According to the Internet Society, which organized the IPv6 World Launch, Verizon Wireless has reached nearly 70% IPv6 deployment, as measured by connections from users to five major websites that use IPv6 (Google, Facebook, Akamai, LinkedIn, and Yahoo). AT&T showed 52% IPv6 deployment.
"While you don't see it, the Internet is changing out from under you," Curran said. "We're literally re-plumbing the Internet on a distributed basis globally."
Enterprises need to consider that many people will be accessing their publicly-facing websites with devices using IPv6, especially if they're using mobile devices, Curran said. Websites that haven't added IPv6 will perform more slowly when accessed by IPv6-enabled phones than those with IPv6 because the traffic will need to translated by a mobile phone operator, he said.
"No one is saying you have to upgrade your internal infrastructure. But since the public Internet is going to IPv6, a smart network engineer will look to move their public-facing web servers to also have IPv6 connectivity," Curran said.
Jeff Carrell, a consultant at Network Conversions and an IPv6 expert, said the place enterprises should start implementing IPv6 is in their forward-facing systems, including their web servers, load balancers, and firewalls.

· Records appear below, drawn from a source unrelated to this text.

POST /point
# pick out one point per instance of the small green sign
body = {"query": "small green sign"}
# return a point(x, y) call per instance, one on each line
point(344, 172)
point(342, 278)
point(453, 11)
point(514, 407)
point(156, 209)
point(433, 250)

"It's a very finite set of devices, device types, and operating systems as compared to the inside of a network -- your user networks, guest networks, DMZs. All those potentially have not only a great quantity of devices, but also a larger operating system environment," he said in an interview. "That's going to be the hard part of the job."
That's not to say that implementing IPv6 on forward-facing content is a trivial matter, though, Carrell noted. The first thing enterprises need to do is get some training and hands-on experience with IPv6, he said. At Interop Las Vegas, Carrell led a session on building an IPv6 lab.
More core infrastructure applications are requiring IPv6, and at some point, major applications will stop supporting IPv4, he said. IPv6 has been enabled now for about six years in most operating systems, and there are potential network design gains an enterprise can realize with IPv6 simply because of the new address size. "From an internal aspect, there's almost no reason not to start," he said.